What Does the Rise in Poverty Say About our Society?

Commentary by Angelo Anderson

I’m wondering how we change the landscape of having people sleeping on steam grates on side streets in downtown Cleveland, Ohio to stay warm.  Does being on a side street make them invisible? Or do we choose to ignore them because of why we think they are there?  If these people were sleeping by the casino or stadium would we arrest them and charge them with what--staying warm overnight? 

There are many of us who make assumptions as to why a person is sleeping outside on a grate; or the ground with covers trying to keep warm.  Have ‘YOU’ every considered the real reason why? Or do you believe the propaganda fed to us through various media channels and the opinions of others regarding homelessness? Do you know?

How fast is a nation’s decline when we ignore the fact that poverty is growing and especially family homelessness growing?  

POVERTY is scarcity, dearth, or the state of one who lacks a certain amount of material possessions or money.

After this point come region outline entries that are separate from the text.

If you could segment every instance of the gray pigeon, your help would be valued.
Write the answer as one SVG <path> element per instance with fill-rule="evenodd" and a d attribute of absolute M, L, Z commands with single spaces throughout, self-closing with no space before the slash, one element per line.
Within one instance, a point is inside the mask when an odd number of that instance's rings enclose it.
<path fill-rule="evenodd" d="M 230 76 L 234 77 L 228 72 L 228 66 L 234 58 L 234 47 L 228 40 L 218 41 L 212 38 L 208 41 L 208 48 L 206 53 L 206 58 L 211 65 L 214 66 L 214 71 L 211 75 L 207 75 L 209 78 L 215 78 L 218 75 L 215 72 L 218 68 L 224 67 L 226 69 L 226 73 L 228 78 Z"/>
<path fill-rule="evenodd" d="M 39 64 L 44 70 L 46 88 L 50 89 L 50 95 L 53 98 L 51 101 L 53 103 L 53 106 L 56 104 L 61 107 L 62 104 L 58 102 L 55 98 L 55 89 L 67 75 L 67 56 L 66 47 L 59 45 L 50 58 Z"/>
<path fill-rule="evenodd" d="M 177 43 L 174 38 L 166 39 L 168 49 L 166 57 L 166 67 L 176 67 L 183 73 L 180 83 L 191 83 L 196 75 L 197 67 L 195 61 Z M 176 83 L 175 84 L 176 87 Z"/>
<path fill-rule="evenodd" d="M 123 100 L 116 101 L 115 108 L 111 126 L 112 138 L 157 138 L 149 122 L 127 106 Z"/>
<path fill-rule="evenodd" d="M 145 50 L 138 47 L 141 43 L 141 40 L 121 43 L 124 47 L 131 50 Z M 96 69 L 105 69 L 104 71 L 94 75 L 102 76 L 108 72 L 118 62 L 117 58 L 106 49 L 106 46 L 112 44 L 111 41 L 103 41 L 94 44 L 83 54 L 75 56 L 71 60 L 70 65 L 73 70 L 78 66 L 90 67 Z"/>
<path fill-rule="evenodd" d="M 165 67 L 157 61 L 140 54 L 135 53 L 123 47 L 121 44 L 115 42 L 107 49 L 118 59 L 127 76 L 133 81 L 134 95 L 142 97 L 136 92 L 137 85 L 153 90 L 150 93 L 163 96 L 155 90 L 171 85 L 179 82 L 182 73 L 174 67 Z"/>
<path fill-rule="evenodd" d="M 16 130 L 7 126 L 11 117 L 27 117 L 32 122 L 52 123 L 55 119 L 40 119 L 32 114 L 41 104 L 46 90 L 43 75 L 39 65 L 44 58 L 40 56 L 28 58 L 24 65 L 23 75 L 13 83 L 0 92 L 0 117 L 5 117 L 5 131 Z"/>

Close the institutions that house and treat the mentally ill and they are left on their own, sometimes on the streets.  Where do they go?  Who is willing to help?  No monitoring, no medication – this leads to a lack of trust, outbursts and breakdowns.  All of these are behaviors that are not socially acceptable and why?  Our society has not found a place in its melting pot for those who don’t fit the mold.  As survivors, these mentally ill turn to the streets and create a space they can call their own.  In their minds, they too need a place to call home.

Cuts to unemployment benefits, SNAP, WIC, Head Start Programs, cuts in funding to Public School Systems, rising tuitions and shrinking availability of student loans and grants and POVERTY GROWS!   Without access and information, people can only teach what they know.  We often mirror our environments. Lack of access to resources, or the red tape to get resources makes it difficult for those living in certain communities. 

Inability to obtain employment that provides for life’s basic necessities – POVERTY IS SUSTAINED!  This cycle is often found in low-income, under-educated populations, however it is now starting to spread to middle-class suburban populations due to our nation’s declining economy and marginal job market.

SUSTAINED POVERTY can lead to: homelessness, drug and alcohol use and abuse, criminal activity and violence.

Our society ignores all its ills until that ill hits one of the affluent.  Then we have advocates and rights and protestors who don’t understand ‘why’ something isn’t being done to help.  Well, what about our everyday people who have worked 20 – 30 years and the plant closed the doors?  How about our veterans who serve on the front line so that we can enjoy the freedoms our great country offers; and yet when they have PTSD or shell shock we leave them in the streets to die like the enemy. 

What happens when it’s your company that downsizes after you purchase a home, a car, or have to pay your student loans?  How will you handle it when the insurance company says no to the critical medicines needed for everyday activity?  When will you start advocating for tuitions that are affordable to everyone? 

If not now, then when?  If not you, then who?

“Those PEOPLE” you walk by on the grates – previously worked alongside you.  “Those PEOPLE” you snicker at, miss their children and the comforts of home life.  They would like a smile, a hello, and some acknowledgement of their humanity. 

As our nation changes, there is a greater possibility of you joining one of “those people” on the grates than there is of them joining you in the workforce.